After 22 months of revolution the armed opposition controls large tracts of northern and eastern Syria, including crucial gateways to Turkey and Iraq. It also controls an arc of suburbs around the capital. The number of freedom fighters is steadily growing as ranks continue to be swelled by civilian volunteers. 

The regime controls most of the west and south of the country and its warplanes and helicopters can bombard the areas controlled by the opposition. Yet, however cohesive it appears, the regime is inexorably fracturing from within. The economy has collapsed, there are constant defections from the army, and the attrition on its military and human resources is growing.

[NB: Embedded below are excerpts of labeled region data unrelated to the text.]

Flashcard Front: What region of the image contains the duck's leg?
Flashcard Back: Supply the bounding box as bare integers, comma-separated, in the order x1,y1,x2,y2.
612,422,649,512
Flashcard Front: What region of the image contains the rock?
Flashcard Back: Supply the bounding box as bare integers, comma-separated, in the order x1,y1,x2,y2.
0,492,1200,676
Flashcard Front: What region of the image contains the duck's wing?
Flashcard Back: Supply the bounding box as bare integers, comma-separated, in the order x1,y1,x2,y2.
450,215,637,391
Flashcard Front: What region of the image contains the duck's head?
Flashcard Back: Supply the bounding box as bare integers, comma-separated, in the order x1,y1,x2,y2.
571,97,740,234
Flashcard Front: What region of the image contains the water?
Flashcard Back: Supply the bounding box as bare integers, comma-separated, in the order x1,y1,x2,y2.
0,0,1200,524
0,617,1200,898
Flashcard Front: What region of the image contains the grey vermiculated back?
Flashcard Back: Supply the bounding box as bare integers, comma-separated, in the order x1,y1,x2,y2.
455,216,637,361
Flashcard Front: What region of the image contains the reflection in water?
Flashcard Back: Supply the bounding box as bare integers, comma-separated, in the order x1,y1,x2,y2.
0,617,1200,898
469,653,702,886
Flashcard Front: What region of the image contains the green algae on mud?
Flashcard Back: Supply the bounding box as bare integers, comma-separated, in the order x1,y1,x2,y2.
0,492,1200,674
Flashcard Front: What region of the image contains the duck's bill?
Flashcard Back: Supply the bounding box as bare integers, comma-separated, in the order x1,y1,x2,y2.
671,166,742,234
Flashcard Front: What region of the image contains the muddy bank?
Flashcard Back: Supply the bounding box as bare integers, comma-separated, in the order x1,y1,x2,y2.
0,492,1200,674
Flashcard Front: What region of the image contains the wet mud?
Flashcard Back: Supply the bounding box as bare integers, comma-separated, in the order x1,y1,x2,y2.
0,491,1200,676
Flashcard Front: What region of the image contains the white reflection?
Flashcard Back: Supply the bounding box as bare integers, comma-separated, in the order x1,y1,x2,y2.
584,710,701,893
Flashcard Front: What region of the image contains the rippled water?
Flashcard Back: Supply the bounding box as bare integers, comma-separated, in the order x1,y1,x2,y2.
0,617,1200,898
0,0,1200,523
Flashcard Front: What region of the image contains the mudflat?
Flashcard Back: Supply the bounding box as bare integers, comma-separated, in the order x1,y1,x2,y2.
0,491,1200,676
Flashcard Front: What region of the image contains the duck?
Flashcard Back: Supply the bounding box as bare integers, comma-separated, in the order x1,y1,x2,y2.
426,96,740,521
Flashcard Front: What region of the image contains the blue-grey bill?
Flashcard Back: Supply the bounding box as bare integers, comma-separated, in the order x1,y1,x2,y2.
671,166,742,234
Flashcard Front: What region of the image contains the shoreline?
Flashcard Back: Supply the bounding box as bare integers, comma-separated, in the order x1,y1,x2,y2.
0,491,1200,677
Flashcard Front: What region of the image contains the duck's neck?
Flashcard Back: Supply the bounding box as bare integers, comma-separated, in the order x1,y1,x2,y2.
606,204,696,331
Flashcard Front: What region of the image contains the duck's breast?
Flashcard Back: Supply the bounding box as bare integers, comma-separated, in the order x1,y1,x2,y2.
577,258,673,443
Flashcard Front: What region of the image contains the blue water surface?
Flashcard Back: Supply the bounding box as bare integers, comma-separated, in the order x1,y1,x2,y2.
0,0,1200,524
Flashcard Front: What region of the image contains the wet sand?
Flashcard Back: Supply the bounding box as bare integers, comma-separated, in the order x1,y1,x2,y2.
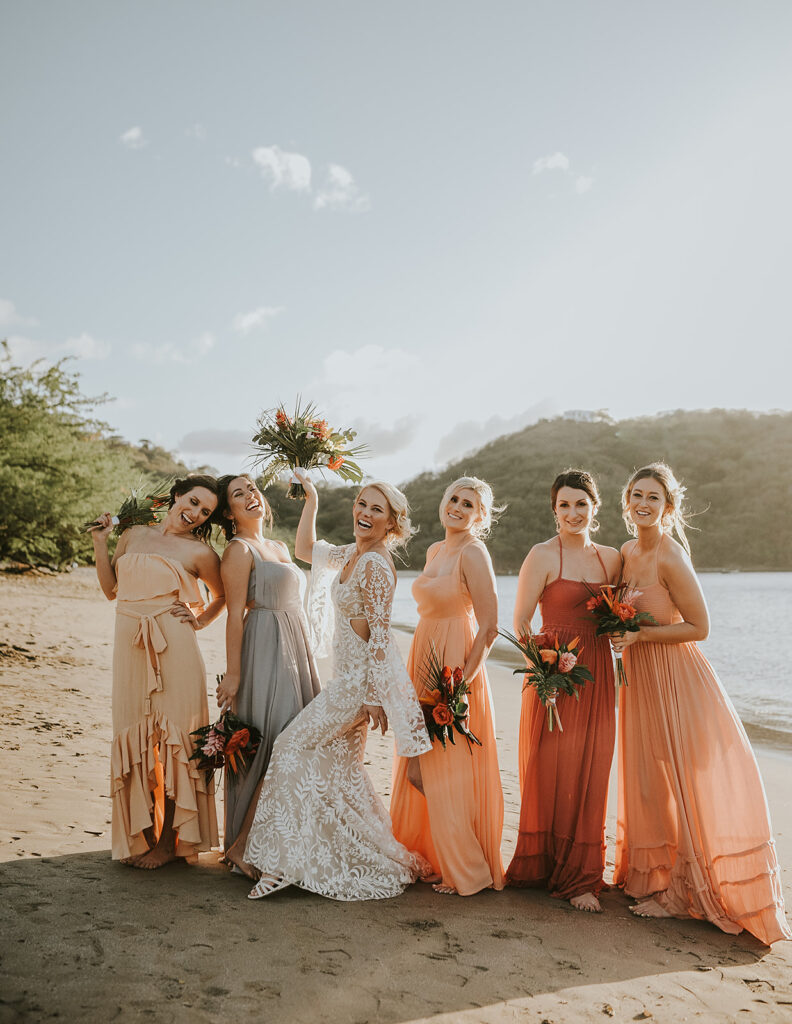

“For all practical purposes, [Al-Assad’s] speech ended any possibility of a political solution,” Syrian opposition activist Fawaz Tello told Al-Ahram Weekly. “The Syrian opposition must make it clear to the international community… that there is no longer any scope for initiatives for political transition, the last one being that espoused by Brahimi. The regime buried the possibility with the president’s speech. The opposition must also make it clear that this regime and its allies cannot be given more opportunities and, hence, time. Everyone must rally behind a single vision and shift to the only available option, which is to topple this regime totally, and at the hands of the Syrian people. The next step is to ensure the prerequisites of this option, which means international political cover, logistic support, organisation of revolutionaries in Syria and the resolve to transcend personal and partisan ambitions and interests.”

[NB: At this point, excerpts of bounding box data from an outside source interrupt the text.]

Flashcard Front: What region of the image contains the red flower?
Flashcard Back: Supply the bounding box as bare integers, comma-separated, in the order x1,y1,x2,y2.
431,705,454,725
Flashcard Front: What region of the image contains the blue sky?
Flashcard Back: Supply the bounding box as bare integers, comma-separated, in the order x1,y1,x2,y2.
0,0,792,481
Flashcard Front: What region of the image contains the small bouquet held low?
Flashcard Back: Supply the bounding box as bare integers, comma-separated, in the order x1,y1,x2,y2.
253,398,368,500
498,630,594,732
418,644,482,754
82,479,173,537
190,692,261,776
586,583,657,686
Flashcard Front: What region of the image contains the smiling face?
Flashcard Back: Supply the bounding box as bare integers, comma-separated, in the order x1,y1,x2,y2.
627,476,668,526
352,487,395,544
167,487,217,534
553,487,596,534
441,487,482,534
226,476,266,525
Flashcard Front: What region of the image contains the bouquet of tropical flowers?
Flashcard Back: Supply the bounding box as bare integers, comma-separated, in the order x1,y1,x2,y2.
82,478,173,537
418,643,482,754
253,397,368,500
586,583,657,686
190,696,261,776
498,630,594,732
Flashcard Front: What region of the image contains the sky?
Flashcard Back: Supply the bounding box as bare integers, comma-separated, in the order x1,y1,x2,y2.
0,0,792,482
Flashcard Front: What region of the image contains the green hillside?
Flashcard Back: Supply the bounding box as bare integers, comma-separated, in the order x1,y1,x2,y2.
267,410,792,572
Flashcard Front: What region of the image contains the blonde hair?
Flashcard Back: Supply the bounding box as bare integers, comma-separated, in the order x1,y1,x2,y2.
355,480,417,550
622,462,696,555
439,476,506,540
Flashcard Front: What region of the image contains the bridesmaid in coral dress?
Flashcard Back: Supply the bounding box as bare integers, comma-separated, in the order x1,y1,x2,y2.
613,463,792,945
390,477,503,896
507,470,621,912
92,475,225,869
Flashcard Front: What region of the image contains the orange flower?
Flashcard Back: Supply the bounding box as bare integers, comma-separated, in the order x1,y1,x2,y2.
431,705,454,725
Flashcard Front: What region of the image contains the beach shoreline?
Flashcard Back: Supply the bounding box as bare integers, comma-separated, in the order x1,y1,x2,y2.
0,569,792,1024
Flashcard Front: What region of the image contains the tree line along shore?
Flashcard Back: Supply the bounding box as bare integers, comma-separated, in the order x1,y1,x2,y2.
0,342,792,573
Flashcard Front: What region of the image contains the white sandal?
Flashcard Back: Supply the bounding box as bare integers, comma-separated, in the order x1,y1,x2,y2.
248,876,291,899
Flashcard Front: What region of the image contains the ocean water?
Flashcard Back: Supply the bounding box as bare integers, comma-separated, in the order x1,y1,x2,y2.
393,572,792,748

Recent statements by opposition factions suggest the Al-Assad initiative may well have aggravated extremist tendencies. It will certainly reinforce the determination of the Syrian Free Army and opposition militias to resolve the conflict militarily and drive moderate opposition factions, which now despair of a peaceful solution, to radicalise and perhaps join the more militant opposition. Developments of this nature may, in turn, lead the regional and international community to adopt a binding Security Council resolution, especially if the regime’s rejection of international efforts pushes Russia and China to change their attitudes towards such a resolution, hopefully before the outbreak of full scale civil war.

Observers foresee three possible scenarios for the Syrian crisis. Should the international community fail to produce a solution rapidly enough Syria will be reduced to a failed state swept by chaos and civil war. The second scenario envisages the collapse and fragmentation of the Syrian state as a result of the military confrontation between the regime and opposition forces. The third begins with outside intervention beneath an international umbrella that evokes Article 7 of the UN Security Council and works towards a peaceful and gradual transfer of power in Syria.

Al-Assad’s uncompromising speech indicates the regime can only be changed by force. The regime’s rigidity and hawkishness will probably prove the most self-destructive of policies, since it had reinforced the opposition’s resolve. But the opposition still needs either to persuade the international community to act, quickly and in concert, to change the regime before Syria succumbs to total anarchy, or persuade the US and other countries sympathetic to the cause of the Syrian people to arm the military wing of the Syrian opposition to enable it to overthrow the regime without outside intervention.